Respons positif terhadap kepentingan sertifikasi dan pencantuman tanda halal pada pangan dan produk lainnya telah dilakukan oleh Pemerintah Republik Indonesia dengan diterbitkannya beberapa peraturan perundang-undangan secara parsial, tidak konsisten, terkesan tumpang tindih, dan tidak sistemik yang berkaitan dengan sertifikasi dan pencantuman tanda halal. Oleh karena itu pengaturan demikian belum memberikan kepastian hukum dan jaminan hukum bagi umat Islam untuk mengenal pangan dan produk lainnya yang halal.

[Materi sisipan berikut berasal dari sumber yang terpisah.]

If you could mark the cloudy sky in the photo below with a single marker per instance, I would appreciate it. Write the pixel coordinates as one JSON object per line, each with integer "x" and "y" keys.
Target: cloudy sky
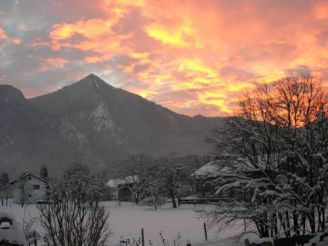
{"x": 192, "y": 56}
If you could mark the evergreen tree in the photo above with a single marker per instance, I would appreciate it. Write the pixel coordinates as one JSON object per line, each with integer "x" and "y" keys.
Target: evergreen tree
{"x": 44, "y": 172}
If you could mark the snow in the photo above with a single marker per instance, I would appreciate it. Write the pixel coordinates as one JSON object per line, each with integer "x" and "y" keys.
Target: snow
{"x": 11, "y": 232}
{"x": 114, "y": 183}
{"x": 125, "y": 222}
{"x": 210, "y": 168}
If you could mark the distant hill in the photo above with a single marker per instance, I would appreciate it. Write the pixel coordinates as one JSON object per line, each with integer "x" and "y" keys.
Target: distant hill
{"x": 92, "y": 123}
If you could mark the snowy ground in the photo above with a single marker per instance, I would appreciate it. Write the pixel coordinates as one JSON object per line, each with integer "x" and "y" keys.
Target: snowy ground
{"x": 126, "y": 222}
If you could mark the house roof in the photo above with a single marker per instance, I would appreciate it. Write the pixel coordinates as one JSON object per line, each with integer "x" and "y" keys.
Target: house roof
{"x": 210, "y": 170}
{"x": 24, "y": 175}
{"x": 114, "y": 183}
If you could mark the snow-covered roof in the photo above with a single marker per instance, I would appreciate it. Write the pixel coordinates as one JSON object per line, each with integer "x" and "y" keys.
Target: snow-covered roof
{"x": 211, "y": 169}
{"x": 113, "y": 183}
{"x": 24, "y": 175}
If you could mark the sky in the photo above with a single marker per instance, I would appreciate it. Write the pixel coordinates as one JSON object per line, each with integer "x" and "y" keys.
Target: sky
{"x": 192, "y": 56}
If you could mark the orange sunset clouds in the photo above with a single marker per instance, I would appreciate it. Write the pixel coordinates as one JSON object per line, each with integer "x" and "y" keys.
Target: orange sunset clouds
{"x": 192, "y": 56}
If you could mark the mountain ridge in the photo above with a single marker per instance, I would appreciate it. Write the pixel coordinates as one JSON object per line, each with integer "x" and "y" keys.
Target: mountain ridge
{"x": 97, "y": 124}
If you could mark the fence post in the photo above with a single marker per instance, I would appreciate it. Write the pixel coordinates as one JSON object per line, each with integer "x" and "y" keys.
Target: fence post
{"x": 205, "y": 231}
{"x": 142, "y": 237}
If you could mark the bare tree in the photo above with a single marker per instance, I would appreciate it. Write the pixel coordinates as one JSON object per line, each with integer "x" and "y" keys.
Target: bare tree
{"x": 4, "y": 188}
{"x": 73, "y": 215}
{"x": 275, "y": 155}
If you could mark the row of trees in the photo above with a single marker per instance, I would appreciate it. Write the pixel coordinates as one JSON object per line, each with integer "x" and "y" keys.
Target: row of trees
{"x": 156, "y": 180}
{"x": 73, "y": 213}
{"x": 275, "y": 158}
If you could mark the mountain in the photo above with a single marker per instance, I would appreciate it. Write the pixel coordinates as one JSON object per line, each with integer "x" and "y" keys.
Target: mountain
{"x": 93, "y": 123}
{"x": 28, "y": 137}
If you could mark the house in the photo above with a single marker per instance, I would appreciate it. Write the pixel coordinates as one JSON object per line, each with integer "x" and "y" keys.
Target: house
{"x": 202, "y": 179}
{"x": 122, "y": 189}
{"x": 28, "y": 188}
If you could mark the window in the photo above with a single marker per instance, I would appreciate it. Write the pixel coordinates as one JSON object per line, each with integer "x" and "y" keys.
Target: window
{"x": 36, "y": 187}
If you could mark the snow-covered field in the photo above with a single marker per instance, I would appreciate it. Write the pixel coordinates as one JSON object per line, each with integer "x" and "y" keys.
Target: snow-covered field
{"x": 126, "y": 222}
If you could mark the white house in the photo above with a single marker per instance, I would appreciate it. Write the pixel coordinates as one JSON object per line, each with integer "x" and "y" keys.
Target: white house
{"x": 28, "y": 188}
{"x": 121, "y": 189}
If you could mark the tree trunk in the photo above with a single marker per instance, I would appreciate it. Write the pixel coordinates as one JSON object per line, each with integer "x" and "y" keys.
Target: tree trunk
{"x": 174, "y": 204}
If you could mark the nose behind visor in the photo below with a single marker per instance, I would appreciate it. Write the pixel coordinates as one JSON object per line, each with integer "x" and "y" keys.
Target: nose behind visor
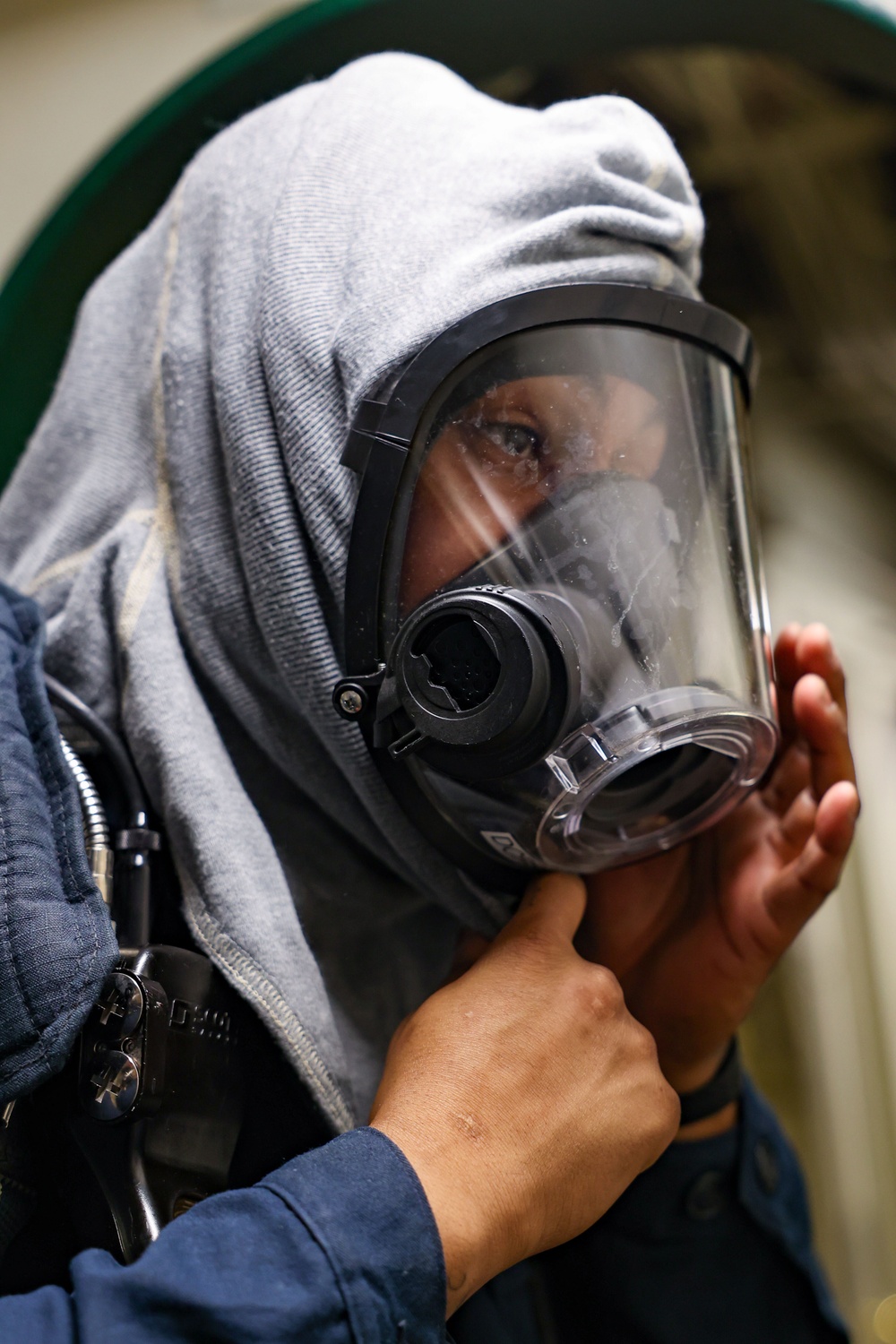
{"x": 608, "y": 723}
{"x": 576, "y": 660}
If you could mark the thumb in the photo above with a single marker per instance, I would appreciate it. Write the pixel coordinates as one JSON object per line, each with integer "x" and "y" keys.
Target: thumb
{"x": 551, "y": 910}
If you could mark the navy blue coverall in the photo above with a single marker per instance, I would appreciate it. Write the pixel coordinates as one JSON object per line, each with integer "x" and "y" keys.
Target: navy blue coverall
{"x": 339, "y": 1246}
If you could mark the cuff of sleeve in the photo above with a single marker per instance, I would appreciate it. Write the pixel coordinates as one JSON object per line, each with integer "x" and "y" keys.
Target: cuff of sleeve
{"x": 362, "y": 1202}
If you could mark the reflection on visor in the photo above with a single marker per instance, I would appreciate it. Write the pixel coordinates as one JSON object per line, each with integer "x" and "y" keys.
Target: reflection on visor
{"x": 595, "y": 473}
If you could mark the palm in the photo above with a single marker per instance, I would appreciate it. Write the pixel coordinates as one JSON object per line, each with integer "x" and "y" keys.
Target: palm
{"x": 694, "y": 933}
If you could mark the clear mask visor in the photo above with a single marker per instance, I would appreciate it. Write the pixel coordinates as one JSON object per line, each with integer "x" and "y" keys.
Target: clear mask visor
{"x": 599, "y": 472}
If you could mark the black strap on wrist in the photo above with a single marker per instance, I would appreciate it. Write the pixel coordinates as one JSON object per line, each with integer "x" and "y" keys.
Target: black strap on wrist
{"x": 721, "y": 1089}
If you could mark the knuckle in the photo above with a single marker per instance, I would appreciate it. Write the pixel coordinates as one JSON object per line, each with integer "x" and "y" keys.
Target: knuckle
{"x": 603, "y": 991}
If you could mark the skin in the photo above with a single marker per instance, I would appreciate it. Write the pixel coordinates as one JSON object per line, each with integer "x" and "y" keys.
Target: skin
{"x": 524, "y": 1093}
{"x": 509, "y": 451}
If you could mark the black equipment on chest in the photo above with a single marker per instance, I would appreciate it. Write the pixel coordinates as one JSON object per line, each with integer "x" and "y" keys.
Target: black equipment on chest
{"x": 174, "y": 1090}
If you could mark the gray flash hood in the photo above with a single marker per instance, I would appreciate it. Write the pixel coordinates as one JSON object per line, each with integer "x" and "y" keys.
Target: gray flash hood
{"x": 183, "y": 516}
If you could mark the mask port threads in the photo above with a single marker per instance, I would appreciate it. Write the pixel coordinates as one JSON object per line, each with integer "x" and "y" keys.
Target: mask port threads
{"x": 487, "y": 677}
{"x": 462, "y": 661}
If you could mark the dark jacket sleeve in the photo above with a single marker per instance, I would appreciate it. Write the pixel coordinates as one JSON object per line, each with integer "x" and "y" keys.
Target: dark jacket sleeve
{"x": 711, "y": 1244}
{"x": 339, "y": 1246}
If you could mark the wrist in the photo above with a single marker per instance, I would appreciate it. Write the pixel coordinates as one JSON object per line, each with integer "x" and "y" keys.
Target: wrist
{"x": 470, "y": 1239}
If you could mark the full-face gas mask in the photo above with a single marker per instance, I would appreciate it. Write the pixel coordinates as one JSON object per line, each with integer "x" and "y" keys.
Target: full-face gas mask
{"x": 555, "y": 623}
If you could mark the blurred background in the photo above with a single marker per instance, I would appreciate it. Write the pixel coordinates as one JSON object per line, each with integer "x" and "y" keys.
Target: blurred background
{"x": 797, "y": 169}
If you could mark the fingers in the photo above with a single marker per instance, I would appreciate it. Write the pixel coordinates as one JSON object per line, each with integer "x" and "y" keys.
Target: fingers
{"x": 815, "y": 653}
{"x": 815, "y": 871}
{"x": 798, "y": 823}
{"x": 788, "y": 672}
{"x": 812, "y": 710}
{"x": 823, "y": 723}
{"x": 551, "y": 910}
{"x": 791, "y": 774}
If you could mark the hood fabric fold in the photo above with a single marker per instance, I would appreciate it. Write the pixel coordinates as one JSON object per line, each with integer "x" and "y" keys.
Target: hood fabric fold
{"x": 183, "y": 516}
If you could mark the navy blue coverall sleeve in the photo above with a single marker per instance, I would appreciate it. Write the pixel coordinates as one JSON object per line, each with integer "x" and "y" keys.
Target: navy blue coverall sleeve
{"x": 340, "y": 1246}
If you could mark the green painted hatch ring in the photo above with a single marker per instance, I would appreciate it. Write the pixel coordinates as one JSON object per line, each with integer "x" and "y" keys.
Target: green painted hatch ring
{"x": 478, "y": 38}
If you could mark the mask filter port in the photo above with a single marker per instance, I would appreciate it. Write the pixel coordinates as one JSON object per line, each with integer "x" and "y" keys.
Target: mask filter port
{"x": 461, "y": 663}
{"x": 487, "y": 676}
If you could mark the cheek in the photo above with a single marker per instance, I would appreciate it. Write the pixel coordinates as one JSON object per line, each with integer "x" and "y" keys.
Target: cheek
{"x": 457, "y": 518}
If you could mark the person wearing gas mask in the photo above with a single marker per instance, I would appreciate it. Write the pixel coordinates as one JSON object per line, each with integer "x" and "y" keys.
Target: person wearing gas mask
{"x": 392, "y": 507}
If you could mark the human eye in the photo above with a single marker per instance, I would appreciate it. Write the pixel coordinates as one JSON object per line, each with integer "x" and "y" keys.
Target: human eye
{"x": 513, "y": 438}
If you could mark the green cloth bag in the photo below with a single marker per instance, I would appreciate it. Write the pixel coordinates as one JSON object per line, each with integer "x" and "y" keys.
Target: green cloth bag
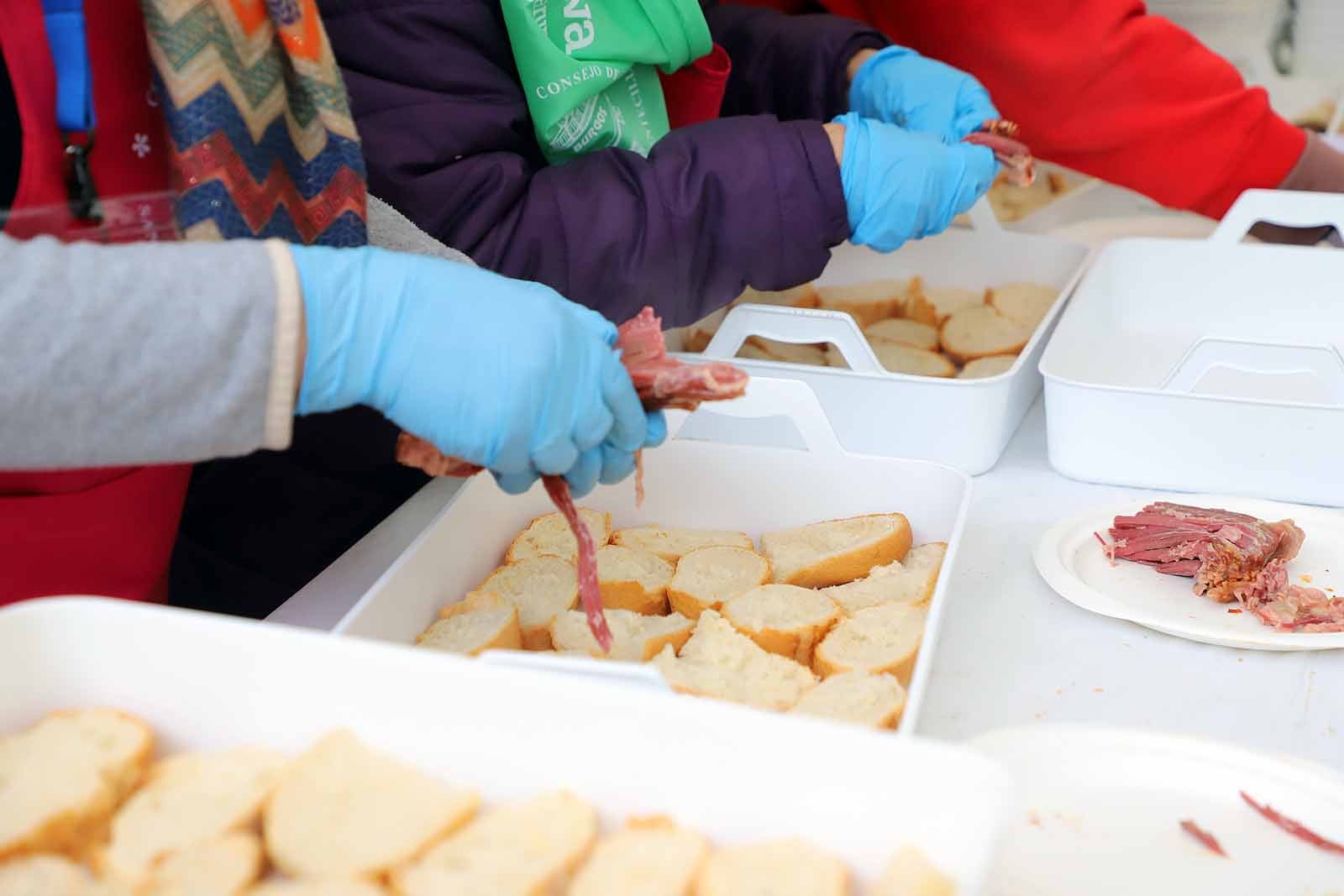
{"x": 589, "y": 69}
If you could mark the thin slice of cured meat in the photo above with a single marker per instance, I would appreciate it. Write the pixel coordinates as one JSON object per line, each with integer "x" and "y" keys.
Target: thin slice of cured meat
{"x": 1231, "y": 557}
{"x": 660, "y": 382}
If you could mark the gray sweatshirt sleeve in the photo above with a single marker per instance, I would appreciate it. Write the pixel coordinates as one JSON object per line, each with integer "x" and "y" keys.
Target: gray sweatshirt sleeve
{"x": 144, "y": 354}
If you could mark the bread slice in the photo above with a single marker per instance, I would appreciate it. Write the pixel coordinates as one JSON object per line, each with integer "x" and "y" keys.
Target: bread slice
{"x": 936, "y": 304}
{"x": 906, "y": 332}
{"x": 857, "y": 698}
{"x": 980, "y": 332}
{"x": 672, "y": 544}
{"x": 866, "y": 302}
{"x": 514, "y": 851}
{"x": 551, "y": 537}
{"x": 776, "y": 868}
{"x": 911, "y": 580}
{"x": 911, "y": 873}
{"x": 707, "y": 577}
{"x": 221, "y": 867}
{"x": 645, "y": 859}
{"x": 837, "y": 551}
{"x": 539, "y": 587}
{"x": 344, "y": 810}
{"x": 1023, "y": 302}
{"x": 633, "y": 579}
{"x": 479, "y": 622}
{"x": 917, "y": 362}
{"x": 62, "y": 778}
{"x": 635, "y": 636}
{"x": 719, "y": 661}
{"x": 187, "y": 799}
{"x": 987, "y": 367}
{"x": 882, "y": 638}
{"x": 783, "y": 618}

Undang-Undang Nomor 23 Tahun 1992 tentang Kesehatan, Undang-Undang Nomor 7 Tahun 1996 tentang Pangan, Undang-undang Nomor 6 Tahun 1967 tentang Ketentuan-ketentuan Pokok Peternakan dan Kesehatan Hewan, Undang-Undang Nomor 8 Tahun 1999 tentang Perlindungan Konsumen dan peraturan pelaksanaannya belum memberikan kepastian hukum dan jaminan hukum kepada umat Islam untuk mengenal pangan dan produk lainnya yang halal. Bagi Republik Indonesia sebagai negara yang mempunyai bagian terbesar warga negara dan penduduk yang beragama Islam, memberikan kepastian hukum dan jaminan hukum terhadap kehalalan pangan dan produk lainnya adalah conditio sine qua non.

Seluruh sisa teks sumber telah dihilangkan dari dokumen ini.